Use The Neat Tricks to Drive Your Lovers Completely Out of Their Minds!*
- Put an Altoid in your mouth. Now spit it out and stop trying to hack communication with gimmicks and props.
- Always assume your public groping is far less subtle than you think it is.
- Drive men and women and people who identify as gender neutral absolutely wild by paying attention to them and what they’re enjoying, like they’re an individual you are attracted to.
- Think of your partners’ genitals as genitals. They are not tennis balls, butterflies, or meat.
- Sext each other like the NSA is watching and you want to put on a fantastic show.
- Mixing food with sex can be fun. It can also cause a yeast infection. Weigh the risks.

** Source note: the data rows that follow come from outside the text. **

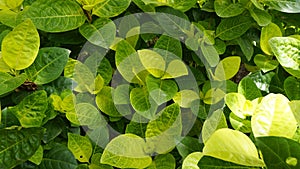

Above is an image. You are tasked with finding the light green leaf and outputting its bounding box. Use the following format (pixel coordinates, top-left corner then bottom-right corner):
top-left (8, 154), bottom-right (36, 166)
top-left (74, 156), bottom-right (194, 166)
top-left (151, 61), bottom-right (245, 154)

top-left (23, 0), bottom-right (86, 32)
top-left (236, 36), bottom-right (254, 61)
top-left (254, 54), bottom-right (279, 73)
top-left (256, 137), bottom-right (300, 169)
top-left (96, 86), bottom-right (122, 117)
top-left (1, 19), bottom-right (40, 70)
top-left (200, 42), bottom-right (220, 67)
top-left (248, 5), bottom-right (272, 26)
top-left (115, 40), bottom-right (146, 83)
top-left (146, 76), bottom-right (178, 105)
top-left (138, 49), bottom-right (166, 78)
top-left (0, 52), bottom-right (11, 72)
top-left (154, 35), bottom-right (182, 58)
top-left (28, 145), bottom-right (44, 165)
top-left (75, 103), bottom-right (106, 129)
top-left (68, 133), bottom-right (93, 162)
top-left (0, 9), bottom-right (18, 28)
top-left (25, 47), bottom-right (71, 84)
top-left (37, 143), bottom-right (78, 169)
top-left (269, 37), bottom-right (300, 77)
top-left (79, 18), bottom-right (116, 48)
top-left (0, 128), bottom-right (44, 169)
top-left (203, 128), bottom-right (265, 167)
top-left (146, 153), bottom-right (176, 169)
top-left (289, 100), bottom-right (300, 126)
top-left (214, 0), bottom-right (245, 18)
top-left (238, 77), bottom-right (262, 100)
top-left (0, 72), bottom-right (27, 96)
top-left (260, 0), bottom-right (300, 13)
top-left (73, 62), bottom-right (95, 92)
top-left (229, 113), bottom-right (252, 133)
top-left (251, 94), bottom-right (297, 138)
top-left (93, 0), bottom-right (131, 18)
top-left (162, 59), bottom-right (188, 79)
top-left (12, 90), bottom-right (48, 127)
top-left (142, 0), bottom-right (197, 12)
top-left (216, 15), bottom-right (252, 40)
top-left (215, 56), bottom-right (241, 80)
top-left (225, 93), bottom-right (256, 119)
top-left (201, 109), bottom-right (228, 143)
top-left (260, 23), bottom-right (282, 55)
top-left (283, 76), bottom-right (300, 100)
top-left (176, 136), bottom-right (203, 158)
top-left (100, 134), bottom-right (152, 168)
top-left (182, 152), bottom-right (203, 169)
top-left (173, 90), bottom-right (200, 108)
top-left (203, 88), bottom-right (226, 104)
top-left (146, 103), bottom-right (182, 154)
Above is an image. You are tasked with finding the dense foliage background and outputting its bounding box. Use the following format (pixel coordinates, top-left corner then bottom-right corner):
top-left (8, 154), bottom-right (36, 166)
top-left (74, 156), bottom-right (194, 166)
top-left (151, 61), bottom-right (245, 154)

top-left (0, 0), bottom-right (300, 169)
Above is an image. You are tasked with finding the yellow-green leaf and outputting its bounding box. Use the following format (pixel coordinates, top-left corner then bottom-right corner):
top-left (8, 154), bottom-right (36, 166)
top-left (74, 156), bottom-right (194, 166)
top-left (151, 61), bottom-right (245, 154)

top-left (260, 23), bottom-right (282, 55)
top-left (1, 19), bottom-right (40, 70)
top-left (203, 128), bottom-right (265, 167)
top-left (68, 133), bottom-right (93, 162)
top-left (251, 94), bottom-right (297, 138)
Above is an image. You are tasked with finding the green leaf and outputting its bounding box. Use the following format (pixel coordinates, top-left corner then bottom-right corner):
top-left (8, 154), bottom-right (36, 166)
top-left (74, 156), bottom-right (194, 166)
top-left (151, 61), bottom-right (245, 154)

top-left (201, 109), bottom-right (228, 143)
top-left (269, 37), bottom-right (300, 77)
top-left (96, 86), bottom-right (122, 117)
top-left (215, 56), bottom-right (241, 80)
top-left (251, 94), bottom-right (297, 138)
top-left (200, 42), bottom-right (220, 67)
top-left (203, 128), bottom-right (265, 167)
top-left (37, 143), bottom-right (77, 169)
top-left (260, 23), bottom-right (282, 55)
top-left (93, 0), bottom-right (131, 18)
top-left (138, 49), bottom-right (166, 78)
top-left (238, 77), bottom-right (262, 100)
top-left (225, 93), bottom-right (256, 119)
top-left (284, 76), bottom-right (300, 100)
top-left (146, 103), bottom-right (182, 154)
top-left (100, 134), bottom-right (152, 168)
top-left (28, 145), bottom-right (44, 165)
top-left (260, 0), bottom-right (300, 13)
top-left (182, 152), bottom-right (203, 169)
top-left (12, 90), bottom-right (48, 127)
top-left (176, 136), bottom-right (203, 158)
top-left (162, 59), bottom-right (188, 79)
top-left (254, 54), bottom-right (279, 73)
top-left (154, 35), bottom-right (182, 59)
top-left (214, 0), bottom-right (245, 18)
top-left (256, 136), bottom-right (300, 169)
top-left (68, 133), bottom-right (93, 162)
top-left (25, 47), bottom-right (71, 84)
top-left (0, 128), bottom-right (44, 169)
top-left (23, 0), bottom-right (86, 32)
top-left (0, 72), bottom-right (27, 97)
top-left (79, 18), bottom-right (116, 48)
top-left (173, 90), bottom-right (200, 108)
top-left (146, 76), bottom-right (178, 105)
top-left (216, 15), bottom-right (252, 40)
top-left (236, 36), bottom-right (254, 61)
top-left (0, 52), bottom-right (11, 72)
top-left (142, 0), bottom-right (197, 12)
top-left (115, 40), bottom-right (145, 83)
top-left (146, 153), bottom-right (176, 169)
top-left (229, 113), bottom-right (252, 133)
top-left (203, 88), bottom-right (226, 104)
top-left (198, 156), bottom-right (259, 169)
top-left (75, 103), bottom-right (106, 129)
top-left (1, 19), bottom-right (40, 70)
top-left (248, 5), bottom-right (272, 26)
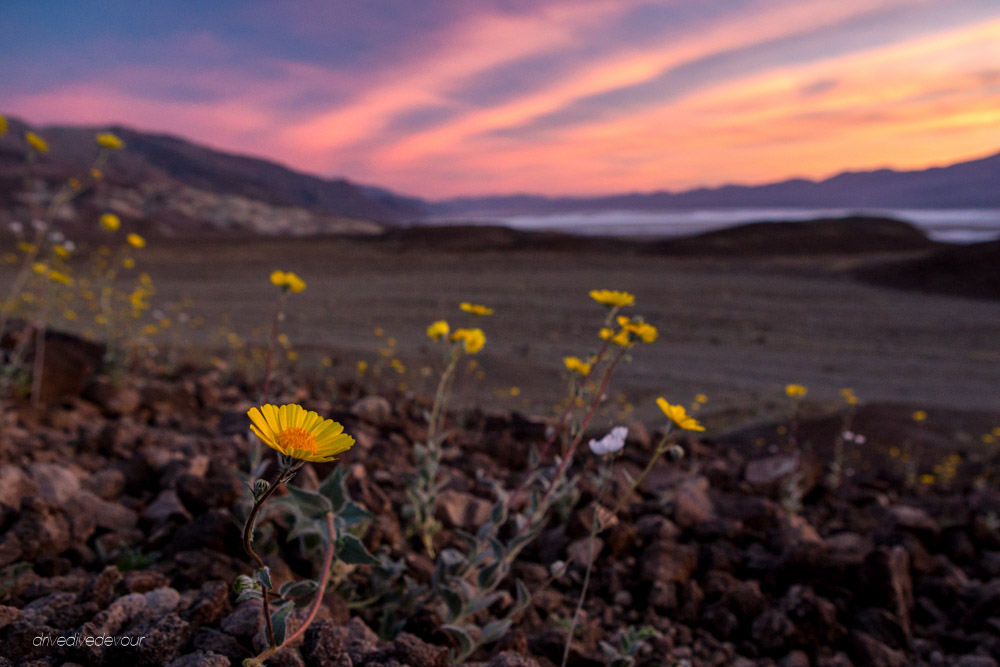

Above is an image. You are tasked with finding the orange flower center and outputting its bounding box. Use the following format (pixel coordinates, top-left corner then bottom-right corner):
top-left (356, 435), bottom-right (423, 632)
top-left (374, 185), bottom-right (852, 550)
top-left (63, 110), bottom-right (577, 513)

top-left (278, 426), bottom-right (316, 453)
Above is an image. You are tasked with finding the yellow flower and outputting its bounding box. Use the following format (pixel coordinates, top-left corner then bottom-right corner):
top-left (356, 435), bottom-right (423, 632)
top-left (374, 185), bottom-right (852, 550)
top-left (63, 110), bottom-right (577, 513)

top-left (656, 397), bottom-right (705, 431)
top-left (247, 403), bottom-right (354, 463)
top-left (785, 384), bottom-right (809, 398)
top-left (24, 131), bottom-right (49, 153)
top-left (271, 271), bottom-right (306, 294)
top-left (100, 213), bottom-right (122, 232)
top-left (458, 301), bottom-right (493, 317)
top-left (451, 329), bottom-right (486, 354)
top-left (590, 290), bottom-right (635, 308)
top-left (427, 320), bottom-right (450, 340)
top-left (563, 357), bottom-right (590, 375)
top-left (97, 132), bottom-right (125, 151)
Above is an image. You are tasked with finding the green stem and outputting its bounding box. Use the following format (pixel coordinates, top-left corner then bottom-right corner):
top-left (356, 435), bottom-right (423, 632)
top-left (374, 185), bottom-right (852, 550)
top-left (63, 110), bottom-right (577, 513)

top-left (243, 512), bottom-right (337, 667)
top-left (611, 424), bottom-right (673, 515)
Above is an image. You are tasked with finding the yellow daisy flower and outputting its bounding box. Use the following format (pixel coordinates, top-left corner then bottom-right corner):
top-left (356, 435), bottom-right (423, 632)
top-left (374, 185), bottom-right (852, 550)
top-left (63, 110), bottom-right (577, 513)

top-left (247, 403), bottom-right (354, 463)
top-left (271, 271), bottom-right (306, 294)
top-left (656, 397), bottom-right (705, 431)
top-left (24, 132), bottom-right (49, 153)
top-left (785, 384), bottom-right (809, 398)
top-left (100, 213), bottom-right (122, 232)
top-left (590, 290), bottom-right (635, 308)
top-left (458, 301), bottom-right (493, 317)
top-left (563, 357), bottom-right (590, 375)
top-left (97, 132), bottom-right (125, 151)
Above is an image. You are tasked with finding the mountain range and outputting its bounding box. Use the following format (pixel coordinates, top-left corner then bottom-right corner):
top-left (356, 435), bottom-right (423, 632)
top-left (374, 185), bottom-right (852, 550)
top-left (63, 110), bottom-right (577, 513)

top-left (0, 120), bottom-right (1000, 233)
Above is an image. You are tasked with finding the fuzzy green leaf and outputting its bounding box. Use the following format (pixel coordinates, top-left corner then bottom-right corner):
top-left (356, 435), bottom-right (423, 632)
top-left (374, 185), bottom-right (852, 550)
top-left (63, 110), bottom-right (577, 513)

top-left (271, 602), bottom-right (295, 646)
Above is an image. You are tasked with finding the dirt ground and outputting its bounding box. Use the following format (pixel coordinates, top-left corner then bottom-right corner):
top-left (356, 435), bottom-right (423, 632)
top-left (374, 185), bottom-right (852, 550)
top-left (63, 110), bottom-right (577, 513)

top-left (70, 238), bottom-right (1000, 434)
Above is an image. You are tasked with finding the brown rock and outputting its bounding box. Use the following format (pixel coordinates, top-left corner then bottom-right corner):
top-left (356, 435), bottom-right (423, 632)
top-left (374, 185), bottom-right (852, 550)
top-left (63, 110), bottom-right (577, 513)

top-left (566, 537), bottom-right (604, 567)
top-left (302, 620), bottom-right (354, 667)
top-left (142, 489), bottom-right (191, 526)
top-left (435, 489), bottom-right (493, 532)
top-left (674, 477), bottom-right (715, 528)
top-left (84, 379), bottom-right (142, 417)
top-left (861, 546), bottom-right (913, 635)
top-left (0, 464), bottom-right (38, 509)
top-left (848, 630), bottom-right (910, 667)
top-left (167, 651), bottom-right (229, 667)
top-left (351, 396), bottom-right (392, 426)
top-left (743, 454), bottom-right (799, 491)
top-left (28, 463), bottom-right (80, 506)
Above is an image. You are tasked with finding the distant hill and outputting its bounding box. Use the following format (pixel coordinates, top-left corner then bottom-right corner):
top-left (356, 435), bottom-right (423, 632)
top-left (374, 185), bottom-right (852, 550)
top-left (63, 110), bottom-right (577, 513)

top-left (430, 153), bottom-right (1000, 219)
top-left (0, 120), bottom-right (424, 224)
top-left (0, 119), bottom-right (1000, 237)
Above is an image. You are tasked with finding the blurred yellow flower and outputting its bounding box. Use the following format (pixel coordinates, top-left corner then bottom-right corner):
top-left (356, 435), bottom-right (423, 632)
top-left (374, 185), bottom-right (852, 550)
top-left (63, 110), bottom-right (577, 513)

top-left (458, 301), bottom-right (493, 317)
top-left (24, 130), bottom-right (49, 153)
top-left (451, 329), bottom-right (486, 354)
top-left (100, 213), bottom-right (122, 232)
top-left (427, 320), bottom-right (450, 340)
top-left (247, 403), bottom-right (354, 463)
top-left (590, 290), bottom-right (635, 308)
top-left (563, 357), bottom-right (590, 375)
top-left (271, 271), bottom-right (306, 294)
top-left (785, 384), bottom-right (809, 398)
top-left (97, 132), bottom-right (125, 150)
top-left (656, 397), bottom-right (705, 431)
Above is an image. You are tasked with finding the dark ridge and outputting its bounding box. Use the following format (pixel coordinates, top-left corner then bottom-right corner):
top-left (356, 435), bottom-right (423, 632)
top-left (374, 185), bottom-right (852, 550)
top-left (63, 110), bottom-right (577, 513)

top-left (854, 241), bottom-right (1000, 301)
top-left (379, 217), bottom-right (939, 257)
top-left (652, 216), bottom-right (938, 257)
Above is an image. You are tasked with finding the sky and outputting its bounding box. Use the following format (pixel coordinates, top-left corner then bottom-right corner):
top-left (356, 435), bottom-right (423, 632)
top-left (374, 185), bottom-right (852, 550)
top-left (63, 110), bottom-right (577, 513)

top-left (0, 0), bottom-right (1000, 199)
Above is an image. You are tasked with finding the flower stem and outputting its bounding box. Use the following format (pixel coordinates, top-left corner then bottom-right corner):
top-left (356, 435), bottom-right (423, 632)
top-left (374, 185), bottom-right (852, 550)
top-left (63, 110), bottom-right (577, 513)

top-left (560, 462), bottom-right (611, 667)
top-left (260, 288), bottom-right (287, 403)
top-left (243, 472), bottom-right (286, 646)
top-left (243, 512), bottom-right (337, 667)
top-left (611, 424), bottom-right (672, 515)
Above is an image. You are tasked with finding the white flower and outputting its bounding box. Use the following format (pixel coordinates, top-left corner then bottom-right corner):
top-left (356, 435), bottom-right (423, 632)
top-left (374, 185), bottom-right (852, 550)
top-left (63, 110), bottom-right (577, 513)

top-left (590, 426), bottom-right (628, 456)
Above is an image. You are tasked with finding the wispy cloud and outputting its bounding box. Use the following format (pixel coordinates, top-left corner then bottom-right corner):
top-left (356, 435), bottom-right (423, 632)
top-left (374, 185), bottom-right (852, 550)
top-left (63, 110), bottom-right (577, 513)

top-left (0, 0), bottom-right (1000, 196)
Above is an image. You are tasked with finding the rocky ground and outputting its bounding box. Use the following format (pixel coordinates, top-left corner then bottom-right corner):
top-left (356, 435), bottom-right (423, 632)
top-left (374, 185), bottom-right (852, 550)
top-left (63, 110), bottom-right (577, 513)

top-left (0, 348), bottom-right (1000, 667)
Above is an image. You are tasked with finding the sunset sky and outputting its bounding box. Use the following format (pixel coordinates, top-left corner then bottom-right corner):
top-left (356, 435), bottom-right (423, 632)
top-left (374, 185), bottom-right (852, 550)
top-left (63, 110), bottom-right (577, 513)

top-left (0, 0), bottom-right (1000, 198)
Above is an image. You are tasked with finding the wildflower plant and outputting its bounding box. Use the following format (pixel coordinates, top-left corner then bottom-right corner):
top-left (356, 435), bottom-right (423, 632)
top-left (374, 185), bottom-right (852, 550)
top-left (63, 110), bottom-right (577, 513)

top-left (404, 303), bottom-right (493, 556)
top-left (235, 404), bottom-right (380, 667)
top-left (260, 271), bottom-right (306, 401)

- Trying too hard is really sexy, so make sure to devote two hours a week to memorizing and practicing complex new sexual routines.
- If you feel like your partner is losing interest or hiding things from you, skip the cyber-stalking and douse yourself Carrie-style in chocolate syrup.
- Remember that testicles, earlobes, labia, and eyelids are delicate. If you’re going to yank, bite, pull, or abuse any of these body parts with a fork, proceed with caution and talk about it first.
- There’s a difference between having sex with your partner and having sex at them. Do the first one.
* I apologize for posting this corny shit, but I’m sure someone will find it amusing or useful.